John MacIlwaine
- Full name: John Elder MacIlwaine
- Born: 3 August 1874 Belfast, Ireland
- Died: 6 August 1930 (aged 56) Belfast, Northern Ireland
- Occupation(s): Physician

Rugby union career
- Position(s): Forward

International career
- Years: Team / Apps / (Points)
- 1897–99: Ireland / 7 / (0)

= John MacIlwaine =

Rugby union player from Northern Ireland

John Elder MacIlwaine (3 August 1874 – 6 August 1930) was an Irish international rugby union player

==Biography==
Born and raised in Belfast, MacIlwaine was the son of John H. MacIlwaine, who founded an eponymous naval architecture/engineering firm. He was related to Sir Robert Hart, 1st Baronet, through his mother, and was a second cousin of Sir Henry Wilson, 1st Baronet.
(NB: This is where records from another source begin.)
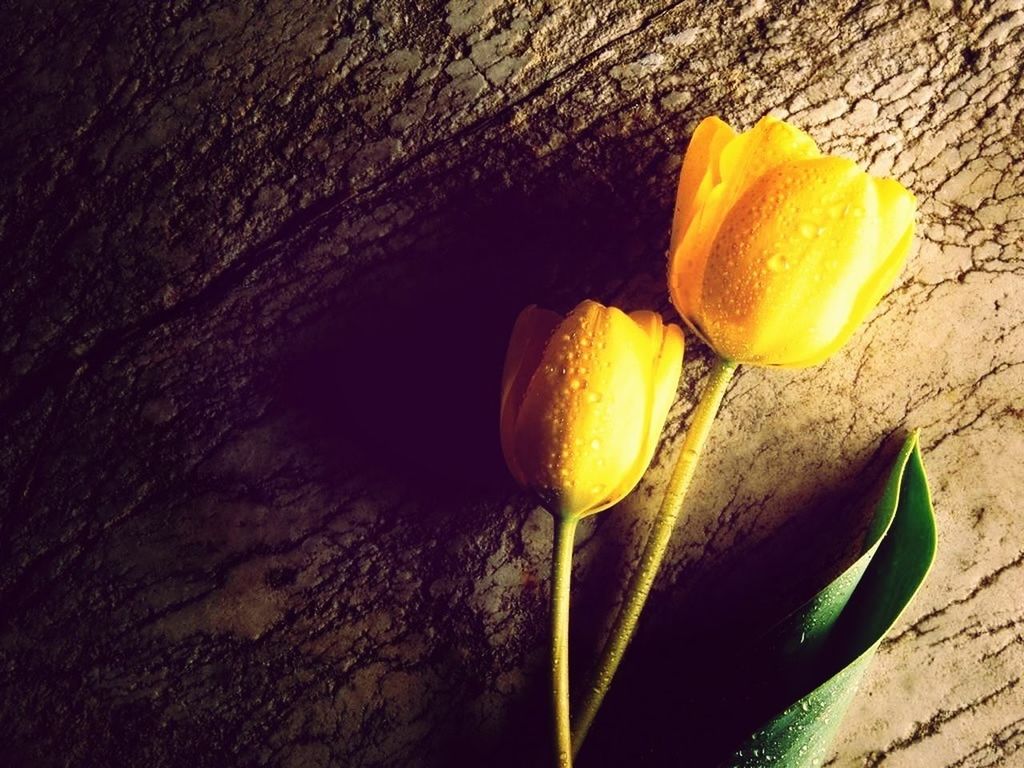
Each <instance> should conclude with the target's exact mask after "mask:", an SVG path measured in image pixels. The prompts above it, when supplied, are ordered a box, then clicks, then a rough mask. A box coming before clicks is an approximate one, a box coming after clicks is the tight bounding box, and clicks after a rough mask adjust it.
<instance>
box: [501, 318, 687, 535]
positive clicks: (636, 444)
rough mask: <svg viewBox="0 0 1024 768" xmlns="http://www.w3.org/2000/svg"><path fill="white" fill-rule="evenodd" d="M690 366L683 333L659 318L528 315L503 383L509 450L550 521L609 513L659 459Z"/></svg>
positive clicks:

After attending the Royal Belfast Academical Institution, MacIlwaine became a shipyard apprentice and pursued a naval architecture degree at Glasgow University, before switching to medicine.
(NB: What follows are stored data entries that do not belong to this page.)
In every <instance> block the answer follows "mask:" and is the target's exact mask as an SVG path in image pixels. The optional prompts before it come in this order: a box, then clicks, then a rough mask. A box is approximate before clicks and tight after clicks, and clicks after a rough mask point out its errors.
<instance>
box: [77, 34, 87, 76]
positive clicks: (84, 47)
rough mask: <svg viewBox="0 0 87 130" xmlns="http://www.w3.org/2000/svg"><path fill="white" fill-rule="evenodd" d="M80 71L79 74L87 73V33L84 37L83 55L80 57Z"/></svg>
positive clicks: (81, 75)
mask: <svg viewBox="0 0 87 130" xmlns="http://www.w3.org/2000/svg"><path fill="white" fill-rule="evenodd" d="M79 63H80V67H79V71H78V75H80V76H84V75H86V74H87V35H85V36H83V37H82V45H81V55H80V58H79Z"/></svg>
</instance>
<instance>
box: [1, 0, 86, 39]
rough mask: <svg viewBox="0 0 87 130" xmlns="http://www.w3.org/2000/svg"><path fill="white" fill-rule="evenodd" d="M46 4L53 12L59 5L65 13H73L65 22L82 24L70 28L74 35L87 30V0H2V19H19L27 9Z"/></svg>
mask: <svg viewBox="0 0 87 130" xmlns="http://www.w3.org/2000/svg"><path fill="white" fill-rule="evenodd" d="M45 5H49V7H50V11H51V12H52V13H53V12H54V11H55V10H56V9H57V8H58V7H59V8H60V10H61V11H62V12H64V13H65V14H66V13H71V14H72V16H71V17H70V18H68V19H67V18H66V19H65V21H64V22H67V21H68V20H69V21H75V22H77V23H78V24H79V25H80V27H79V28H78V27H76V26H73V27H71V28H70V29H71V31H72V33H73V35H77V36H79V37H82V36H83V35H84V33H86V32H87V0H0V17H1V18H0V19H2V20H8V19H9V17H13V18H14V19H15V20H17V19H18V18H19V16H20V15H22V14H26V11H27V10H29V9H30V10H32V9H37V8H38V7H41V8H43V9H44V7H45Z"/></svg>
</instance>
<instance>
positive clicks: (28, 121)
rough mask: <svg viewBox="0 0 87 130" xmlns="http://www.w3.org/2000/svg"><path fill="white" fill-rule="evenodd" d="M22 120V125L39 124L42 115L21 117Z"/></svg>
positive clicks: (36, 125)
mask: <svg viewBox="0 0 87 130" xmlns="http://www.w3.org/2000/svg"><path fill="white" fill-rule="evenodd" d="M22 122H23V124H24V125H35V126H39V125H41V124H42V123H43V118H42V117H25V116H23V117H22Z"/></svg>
MacIlwaine was a lightly built, but hard tackling forward,. He played his rugby for Belfast clubs North of Ireland and Queen's University. His first international call up came in 1897 and over three seasons he gained a total of seven caps, the last of which came in their triple crown–winning 1899 Home Nations campaign. He was thereafter unavailable for selection due to his service at a South African hospital during the Second Boer War.

A specialist in heart disease, MacIlwaine was based at a hospital in Étaples in World War I and later succeeded Sir William Whitla as a professor of materia medica and therapeutics at Queen's University, while also working as a consulting physician at the Royal Victoria Hospital.

MacIlwaine was the younger brother of Ireland forward Edward MacIlwaine and brother in law of former captain Sam Lee.